Re: What is a hominid?
Herb Huston (email@example.com)
13 Mar 1995 23:05:25 -0500
In article <firstname.lastname@example.org>,
Jim Foley <jimf@vangelis.FtCollins.NCR.com> wrote:
}The commonest definition of a hominid I have seen is: anything on our
}side of the last common ancestor of us and any of the living apes. I've
}read in a couple of places recently that some scientists are using a new
}broader definition that would include at least chimps and gorillas.
And orangutans, too.
}I'd like to know if this change is widely accepted yet, and the purpose
It has become more difficult to justify the placement of _Pan_, _Gorilla_,
and _Pongo_ in one family and _Homo_ in another.

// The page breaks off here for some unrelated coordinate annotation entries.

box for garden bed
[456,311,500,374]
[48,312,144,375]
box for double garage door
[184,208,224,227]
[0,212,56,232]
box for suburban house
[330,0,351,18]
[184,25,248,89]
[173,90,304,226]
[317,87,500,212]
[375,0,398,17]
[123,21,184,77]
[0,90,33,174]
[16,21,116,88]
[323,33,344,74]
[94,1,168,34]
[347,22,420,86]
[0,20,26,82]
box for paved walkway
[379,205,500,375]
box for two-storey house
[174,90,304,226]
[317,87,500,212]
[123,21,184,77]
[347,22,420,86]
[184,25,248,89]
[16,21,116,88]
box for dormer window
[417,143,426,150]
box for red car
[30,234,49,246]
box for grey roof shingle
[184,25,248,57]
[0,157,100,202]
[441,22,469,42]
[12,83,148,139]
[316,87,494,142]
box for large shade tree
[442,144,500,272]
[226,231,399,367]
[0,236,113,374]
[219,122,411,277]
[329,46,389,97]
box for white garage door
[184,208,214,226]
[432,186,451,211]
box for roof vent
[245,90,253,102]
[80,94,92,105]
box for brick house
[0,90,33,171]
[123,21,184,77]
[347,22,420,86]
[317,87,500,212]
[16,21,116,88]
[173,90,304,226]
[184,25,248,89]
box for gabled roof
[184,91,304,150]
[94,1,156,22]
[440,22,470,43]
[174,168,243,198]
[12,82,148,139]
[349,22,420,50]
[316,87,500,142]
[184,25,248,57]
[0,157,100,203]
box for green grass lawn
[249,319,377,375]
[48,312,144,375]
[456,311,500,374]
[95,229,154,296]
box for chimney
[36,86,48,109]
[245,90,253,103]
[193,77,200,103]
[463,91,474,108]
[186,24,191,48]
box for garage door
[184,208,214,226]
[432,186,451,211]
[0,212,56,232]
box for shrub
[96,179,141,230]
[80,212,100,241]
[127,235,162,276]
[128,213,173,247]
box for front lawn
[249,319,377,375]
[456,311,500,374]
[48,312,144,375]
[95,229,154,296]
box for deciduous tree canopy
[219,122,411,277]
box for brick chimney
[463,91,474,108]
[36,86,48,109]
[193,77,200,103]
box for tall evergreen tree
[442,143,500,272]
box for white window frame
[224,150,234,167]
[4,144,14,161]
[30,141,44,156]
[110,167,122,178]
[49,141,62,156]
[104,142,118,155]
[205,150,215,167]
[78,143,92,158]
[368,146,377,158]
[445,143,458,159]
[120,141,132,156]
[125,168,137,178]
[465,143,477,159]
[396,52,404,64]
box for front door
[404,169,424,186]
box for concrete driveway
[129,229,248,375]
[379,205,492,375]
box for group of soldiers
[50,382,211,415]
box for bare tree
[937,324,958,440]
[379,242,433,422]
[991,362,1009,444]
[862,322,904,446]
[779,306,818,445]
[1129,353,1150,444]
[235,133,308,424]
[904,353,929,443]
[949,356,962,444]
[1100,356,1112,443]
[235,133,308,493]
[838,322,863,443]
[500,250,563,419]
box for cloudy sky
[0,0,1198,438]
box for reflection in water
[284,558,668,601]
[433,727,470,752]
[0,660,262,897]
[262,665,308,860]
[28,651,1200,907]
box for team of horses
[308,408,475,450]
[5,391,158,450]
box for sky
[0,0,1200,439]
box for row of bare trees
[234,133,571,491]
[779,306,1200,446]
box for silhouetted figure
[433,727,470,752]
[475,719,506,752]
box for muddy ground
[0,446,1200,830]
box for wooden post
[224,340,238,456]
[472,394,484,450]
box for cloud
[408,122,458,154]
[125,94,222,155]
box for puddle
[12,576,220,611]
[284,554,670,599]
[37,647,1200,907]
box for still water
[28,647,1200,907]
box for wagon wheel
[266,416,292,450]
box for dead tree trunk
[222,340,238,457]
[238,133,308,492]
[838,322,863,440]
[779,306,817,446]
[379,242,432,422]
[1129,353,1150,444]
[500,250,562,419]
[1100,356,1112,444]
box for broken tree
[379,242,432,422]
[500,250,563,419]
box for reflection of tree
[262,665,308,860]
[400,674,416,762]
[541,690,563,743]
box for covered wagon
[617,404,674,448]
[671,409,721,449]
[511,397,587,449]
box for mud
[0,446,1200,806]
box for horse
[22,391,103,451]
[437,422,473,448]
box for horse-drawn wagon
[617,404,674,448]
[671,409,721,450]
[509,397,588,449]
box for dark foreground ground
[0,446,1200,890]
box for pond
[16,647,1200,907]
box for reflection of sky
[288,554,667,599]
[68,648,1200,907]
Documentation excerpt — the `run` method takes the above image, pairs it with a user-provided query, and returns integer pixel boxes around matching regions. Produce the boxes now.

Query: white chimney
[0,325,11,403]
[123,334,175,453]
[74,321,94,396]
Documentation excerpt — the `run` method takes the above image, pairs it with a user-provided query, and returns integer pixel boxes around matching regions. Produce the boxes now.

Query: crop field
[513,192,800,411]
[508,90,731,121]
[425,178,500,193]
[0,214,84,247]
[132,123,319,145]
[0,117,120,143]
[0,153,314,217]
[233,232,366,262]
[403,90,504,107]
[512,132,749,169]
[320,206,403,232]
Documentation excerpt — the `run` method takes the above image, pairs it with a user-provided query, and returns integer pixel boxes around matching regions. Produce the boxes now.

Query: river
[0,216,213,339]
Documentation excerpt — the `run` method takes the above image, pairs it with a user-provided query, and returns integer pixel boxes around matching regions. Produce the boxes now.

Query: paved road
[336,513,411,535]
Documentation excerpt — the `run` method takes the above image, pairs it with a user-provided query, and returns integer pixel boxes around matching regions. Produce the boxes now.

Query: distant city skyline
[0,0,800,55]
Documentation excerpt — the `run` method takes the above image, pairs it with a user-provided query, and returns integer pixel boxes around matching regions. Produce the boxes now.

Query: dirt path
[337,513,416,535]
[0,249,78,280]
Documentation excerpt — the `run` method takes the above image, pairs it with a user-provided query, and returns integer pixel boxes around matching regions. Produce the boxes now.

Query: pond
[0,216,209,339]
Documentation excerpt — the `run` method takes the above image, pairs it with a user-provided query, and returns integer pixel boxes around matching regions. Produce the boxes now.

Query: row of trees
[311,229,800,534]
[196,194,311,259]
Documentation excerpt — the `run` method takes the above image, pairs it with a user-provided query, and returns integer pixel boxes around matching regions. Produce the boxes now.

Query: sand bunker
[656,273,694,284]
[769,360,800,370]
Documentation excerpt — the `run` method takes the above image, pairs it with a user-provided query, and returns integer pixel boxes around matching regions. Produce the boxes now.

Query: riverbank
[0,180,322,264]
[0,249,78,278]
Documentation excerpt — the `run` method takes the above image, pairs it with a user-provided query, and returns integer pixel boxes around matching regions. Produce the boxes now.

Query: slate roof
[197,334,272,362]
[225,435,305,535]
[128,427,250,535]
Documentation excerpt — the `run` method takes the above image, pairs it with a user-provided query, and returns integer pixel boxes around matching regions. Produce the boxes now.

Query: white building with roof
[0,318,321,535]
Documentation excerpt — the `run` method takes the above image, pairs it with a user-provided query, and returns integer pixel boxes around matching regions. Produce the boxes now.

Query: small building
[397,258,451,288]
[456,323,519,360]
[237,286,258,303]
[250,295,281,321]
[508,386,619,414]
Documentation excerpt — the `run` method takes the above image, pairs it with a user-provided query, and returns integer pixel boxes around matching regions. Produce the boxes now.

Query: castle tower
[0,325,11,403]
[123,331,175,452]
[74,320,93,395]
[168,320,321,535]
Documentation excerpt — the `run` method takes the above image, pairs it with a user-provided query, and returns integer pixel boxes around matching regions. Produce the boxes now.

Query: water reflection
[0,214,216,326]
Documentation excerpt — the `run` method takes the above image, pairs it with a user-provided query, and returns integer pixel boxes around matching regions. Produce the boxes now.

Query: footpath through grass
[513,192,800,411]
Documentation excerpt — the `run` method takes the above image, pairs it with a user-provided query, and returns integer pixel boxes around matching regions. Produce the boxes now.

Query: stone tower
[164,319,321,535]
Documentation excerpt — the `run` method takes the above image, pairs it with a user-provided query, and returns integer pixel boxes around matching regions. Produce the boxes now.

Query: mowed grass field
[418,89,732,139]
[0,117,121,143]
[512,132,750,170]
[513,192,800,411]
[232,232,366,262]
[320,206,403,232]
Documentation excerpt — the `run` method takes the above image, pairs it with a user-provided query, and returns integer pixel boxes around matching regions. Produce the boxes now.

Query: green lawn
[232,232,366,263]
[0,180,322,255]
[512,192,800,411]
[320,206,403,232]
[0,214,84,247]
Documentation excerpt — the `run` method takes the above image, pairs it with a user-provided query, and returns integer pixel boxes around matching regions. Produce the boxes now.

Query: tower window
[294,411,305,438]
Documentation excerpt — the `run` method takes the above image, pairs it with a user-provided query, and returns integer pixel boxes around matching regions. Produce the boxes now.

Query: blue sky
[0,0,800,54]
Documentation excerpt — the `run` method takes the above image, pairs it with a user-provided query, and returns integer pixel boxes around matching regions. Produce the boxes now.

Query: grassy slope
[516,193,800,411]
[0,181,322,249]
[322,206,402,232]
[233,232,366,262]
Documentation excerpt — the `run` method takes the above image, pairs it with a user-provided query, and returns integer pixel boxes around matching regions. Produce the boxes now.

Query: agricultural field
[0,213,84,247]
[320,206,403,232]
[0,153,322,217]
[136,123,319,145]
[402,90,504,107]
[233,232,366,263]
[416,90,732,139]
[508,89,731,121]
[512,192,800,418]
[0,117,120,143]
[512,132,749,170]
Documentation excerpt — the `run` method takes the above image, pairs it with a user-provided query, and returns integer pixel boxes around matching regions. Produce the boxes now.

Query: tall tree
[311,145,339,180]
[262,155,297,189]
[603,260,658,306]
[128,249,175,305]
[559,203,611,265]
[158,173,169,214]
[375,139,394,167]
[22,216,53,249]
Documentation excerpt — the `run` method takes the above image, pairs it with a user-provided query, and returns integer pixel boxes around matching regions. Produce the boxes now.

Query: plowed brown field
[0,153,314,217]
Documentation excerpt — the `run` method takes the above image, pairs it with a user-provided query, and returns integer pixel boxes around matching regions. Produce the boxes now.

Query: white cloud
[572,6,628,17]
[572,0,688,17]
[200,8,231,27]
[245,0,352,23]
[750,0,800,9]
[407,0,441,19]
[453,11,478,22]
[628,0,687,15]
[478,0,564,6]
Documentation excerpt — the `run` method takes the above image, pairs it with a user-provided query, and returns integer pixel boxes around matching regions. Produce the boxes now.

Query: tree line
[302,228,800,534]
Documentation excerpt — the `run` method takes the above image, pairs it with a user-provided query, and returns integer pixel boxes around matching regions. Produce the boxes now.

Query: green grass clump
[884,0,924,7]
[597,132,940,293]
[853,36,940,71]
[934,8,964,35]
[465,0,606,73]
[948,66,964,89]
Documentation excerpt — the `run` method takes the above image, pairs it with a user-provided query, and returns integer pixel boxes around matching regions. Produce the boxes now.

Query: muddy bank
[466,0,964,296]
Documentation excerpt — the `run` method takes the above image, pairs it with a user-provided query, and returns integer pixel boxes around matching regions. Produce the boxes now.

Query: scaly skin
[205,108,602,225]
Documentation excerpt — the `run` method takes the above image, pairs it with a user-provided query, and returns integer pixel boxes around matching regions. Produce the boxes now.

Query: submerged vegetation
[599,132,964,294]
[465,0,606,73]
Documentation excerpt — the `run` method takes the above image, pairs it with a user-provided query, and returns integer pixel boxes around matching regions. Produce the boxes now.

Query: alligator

} What is difference between the new definition of hominids,
}and that of hominoids (apes)?
Family Pongidae would be abolished and its members moved into Hominidae.
Here's a rough outline:
Family Hylobatidae - gibbons and siamangs
Tribe Pongini - orangutans
Tribe Gorillini - gorillas
Tribe Hominini - chimps, bonobos, and humans
For details, see Peter Andrews, "Evolution and Environment in the
Hominoidea," _Nature_ 360:641-6 (17 December 1992).